Neben den rituellen, schönen Gewohnheiten und den schlechten, lästigen Gewohnheiten, gibt es noch eine dritte Sparte; die wünschenswerten Gewohnheiten.

Dies wurde mir vor einiger Zeit im Bad bewusst, als mich mein Mann beim "Zahnsidele" (Dialekt für: Zahnzwischenräume mit Zahnseide reinigen) entdeckte. "Musst du zum Zahnarzt?", fragte er ganz lakonisch. "Warum fragst du?" meinte ich, bereits in meiner "ein falsches Wort und ich kratz dir die Augen aus"- Stimme. "Na, weil du am zahnsidele bist; das machst du sonst doch nie." Er kennt mich einfach zu gut! Ja ich gebe es zu: Ich war am "Angst-Zahnsidele", denn ich hatte Schmerzen und wusste; bald ist es Zeit für einen Zahnarztbesuch. Ich wollte quasi in 2 Wochen aufholen, was ich das ganze letzte Jahr nie getan habe; mich meinen Zahnzwischenräumen widmen. Und wozu? Damit ich nicht lügen muss, wenn mich der Zahnarzt in seiner väterlich mahnenden Stimme fragt:"Brauchen sie die Zahnseide regelmässig???"... Lügen soll man nicht, aber die Wahrheit sagen, wäre auch keine Lösung, denn ich habe den Zahnpflege Vortrag schon so oft gehört, dass er  mir zu den Ohren raushängt! Aus dieser Angst vor dem Zahnarzt entwickelte ich also die Strategie des"Angst- Zahnsidelens" und frage mich, warum ich mir nicht einfach angewöhnen kann, jeden Abend richtig zu tun, was ich ansonsten nur 2 Wochen im Jahr tue?

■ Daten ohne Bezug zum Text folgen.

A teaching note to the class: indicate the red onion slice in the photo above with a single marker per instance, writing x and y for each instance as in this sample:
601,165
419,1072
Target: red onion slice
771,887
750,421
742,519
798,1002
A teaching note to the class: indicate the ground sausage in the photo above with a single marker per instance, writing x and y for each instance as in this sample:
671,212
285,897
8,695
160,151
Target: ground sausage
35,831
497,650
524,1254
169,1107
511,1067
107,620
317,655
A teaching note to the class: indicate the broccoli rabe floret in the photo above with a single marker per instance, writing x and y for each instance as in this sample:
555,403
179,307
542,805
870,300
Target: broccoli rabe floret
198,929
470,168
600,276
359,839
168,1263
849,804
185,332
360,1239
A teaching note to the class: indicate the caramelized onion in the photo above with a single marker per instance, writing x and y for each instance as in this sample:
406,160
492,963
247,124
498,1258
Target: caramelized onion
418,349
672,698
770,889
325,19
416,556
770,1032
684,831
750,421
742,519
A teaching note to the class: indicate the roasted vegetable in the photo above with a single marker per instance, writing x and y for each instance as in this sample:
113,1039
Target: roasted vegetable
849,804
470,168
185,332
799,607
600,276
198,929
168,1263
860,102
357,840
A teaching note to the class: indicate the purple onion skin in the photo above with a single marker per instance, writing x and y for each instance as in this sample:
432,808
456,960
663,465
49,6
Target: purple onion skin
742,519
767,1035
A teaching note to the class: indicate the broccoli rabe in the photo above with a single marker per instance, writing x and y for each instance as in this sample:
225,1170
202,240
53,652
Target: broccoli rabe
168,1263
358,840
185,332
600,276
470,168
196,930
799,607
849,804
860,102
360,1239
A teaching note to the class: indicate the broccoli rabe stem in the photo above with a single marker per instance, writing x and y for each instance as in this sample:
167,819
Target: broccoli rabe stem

Weil es eben genauso schwer ist sich etwas Gutes an-, wie sich das Schlechte abzugewöhnen...

Es gibt immer wieder die Versuche, mich von den schlechten Gewohnheiten zu trennen und ich schaffe es dann tatsächlich, sie für eine Weile die halbe Treppe runterzulocken. Dann kommt aber oft der Zeitpunkt, nämlich immer dann, wenn ich ihnen den Rücken zukehre, bei dem sie nullkommanichts wieder in der Wohnung stehen - als wären sie nie weggewesen. Stur wie ein Esel, lassen sie sich nicht vom Fleck bewegen, die wünschenswerten, wie die lästigen Gewohnheiten - sie scheinen ein Eigenleben zu haben! Ich denke mit den Gewohnheiten ist es wie mit einem Esel: Man muss ihnen gut zureden und ihnen die gewünschte Wegrichtung schmackhaft machen, damit sie sich vom Fleck bewegen. Dazu muss ich aber selber wissen, wo ich eigentlich hin will, was mein Ziel ist, meine Motivation - sonst nutzt alles für nichts. 

 

Seit meinen Zahnarztbesuch sind 3 Wochen vorbei, ich bin um einen Weisheitszahn ärmer und immer noch am "zahnsidele". Mein Ziel ist nicht noch mehr Geld ausgeben zu müssen, für Zahnarztbehandlungen! Mal sehen wie weit die Motivation reicht und wie lange mein guter Wille andauert...

...man muss sie Stufe für Stufe die Treppe hinunterlocken."